Believing Middle East oil supplies are about to dry up, Chris Northover has built his own battery-powered car. He talks to Paul Charman
Convinced the world is facing another oil shock, Chris Northover has built himself a fully functioning electric car. The Wanganui lawyer believes an impending Israel-Iran conflict will cause an oil crisis reminiscent of the 1970s.
So the mechanical tinkerer bought a second-hand 1993 Nissan Sentra and imported a controller, rare-earth permanent magnet and brushless electric motor from China. Batteries came from the United States.
He stripped the engine and clutch out of the car, replaced them with the electric engine and batteries and made everything else required during the 18-month project.
It took hundreds of hours, cost $11,000 and was at times almost heartbreaking in its complexity, he says.
Northover contracted a lung infection through spending most of last winter in his garage working on the vehicle and says he might have quit but for the encouragement of friends.
The result is a car with a range of about 50km and a top speed of 100km/h. The engine generates only 11kW but it's more than enough for what the Northovers use it for - generally just getting from their suburban home into the city and back.
Although plans exist for future disruptions, our Government does not anticipate an oil crisis this year:
Treasury forecasts assume that oil prices will decline from December 2012 to mid 2017.
However, Treasury leaves the door open for a possible oil shock, saying: "Other notable international risks include the ongoing conflict in the Middle East, which has the potential to push up oil prices and disrupt trade."
A parliamentary report written in 2010, titled "The Next Oil Shock", did envisage that 2013 could be a difficult year for oil supply globally, but the report did not dwell on another Middle East conflict.
The Petroleum Demand Restraint Act 1981 allows for rationing of fuel and other emergency measures in the event of a severe fuel shortage.
The Auckland Civil Defence emergency management fuel contingency plan is primarily focused on ensuring that lifeline utilities, emergency services and health agencies have sufficient fuel to maintain their essential services.
Northover is unimpressed.
"We've run down our rail and coastal shipping, and now just about everything gets transported by truck. We have good renewables, including hydro and geothermal, but the public remains too dependant on fossil fuels. "It's not just being able to drive to the beach on Sunday - everything we consume depends on the availability of cheap oil.
"Transforming our national vehicle fleet to electric power deserves priority in my view, but politicians don't grasp the urgency."

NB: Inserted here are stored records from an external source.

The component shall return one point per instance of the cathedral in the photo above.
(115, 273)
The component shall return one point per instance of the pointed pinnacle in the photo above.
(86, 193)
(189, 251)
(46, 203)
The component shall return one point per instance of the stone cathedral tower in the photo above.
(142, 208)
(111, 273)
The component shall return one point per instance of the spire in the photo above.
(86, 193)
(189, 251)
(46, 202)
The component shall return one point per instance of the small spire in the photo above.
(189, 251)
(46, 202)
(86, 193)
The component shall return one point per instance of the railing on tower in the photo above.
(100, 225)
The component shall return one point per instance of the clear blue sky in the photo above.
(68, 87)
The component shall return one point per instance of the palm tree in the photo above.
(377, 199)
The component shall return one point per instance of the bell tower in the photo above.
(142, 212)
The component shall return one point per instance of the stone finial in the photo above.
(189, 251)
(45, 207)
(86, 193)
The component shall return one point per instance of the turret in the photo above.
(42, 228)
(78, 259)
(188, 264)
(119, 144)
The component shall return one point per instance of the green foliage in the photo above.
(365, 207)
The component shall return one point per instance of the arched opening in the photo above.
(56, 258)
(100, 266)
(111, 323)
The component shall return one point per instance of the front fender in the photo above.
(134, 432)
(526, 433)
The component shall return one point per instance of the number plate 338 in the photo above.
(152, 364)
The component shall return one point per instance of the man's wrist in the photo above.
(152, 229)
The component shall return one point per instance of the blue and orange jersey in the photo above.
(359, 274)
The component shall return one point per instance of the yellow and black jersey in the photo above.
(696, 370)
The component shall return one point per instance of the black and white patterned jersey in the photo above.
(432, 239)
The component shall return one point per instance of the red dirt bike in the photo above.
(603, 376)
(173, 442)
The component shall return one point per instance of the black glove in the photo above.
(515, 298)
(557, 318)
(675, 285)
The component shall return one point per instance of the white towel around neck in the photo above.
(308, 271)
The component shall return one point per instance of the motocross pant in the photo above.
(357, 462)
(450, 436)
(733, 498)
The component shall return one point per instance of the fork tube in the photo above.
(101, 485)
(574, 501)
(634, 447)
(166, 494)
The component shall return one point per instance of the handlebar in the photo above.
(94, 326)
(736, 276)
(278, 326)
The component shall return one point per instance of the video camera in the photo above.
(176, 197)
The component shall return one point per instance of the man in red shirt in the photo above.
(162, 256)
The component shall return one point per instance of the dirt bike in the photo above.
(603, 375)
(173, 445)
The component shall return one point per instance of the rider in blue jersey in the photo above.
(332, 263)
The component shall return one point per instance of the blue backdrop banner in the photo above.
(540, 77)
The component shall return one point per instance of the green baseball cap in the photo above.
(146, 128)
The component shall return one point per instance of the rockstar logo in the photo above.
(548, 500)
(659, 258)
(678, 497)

If he was doing the car project again, Northover would tackle it differently.
"I'd just buy a Toyota Prius and put a great big stack of lithium ion batteries in the back, where there's space for them.
"Then I'd get a little piece of electrical trickery to fool the Japanese electronics into thinking that the battery wasn't getting flat so the motor would never start.
"Bingo, a dedicated plug-in electric car, good for 90km on battery power alone."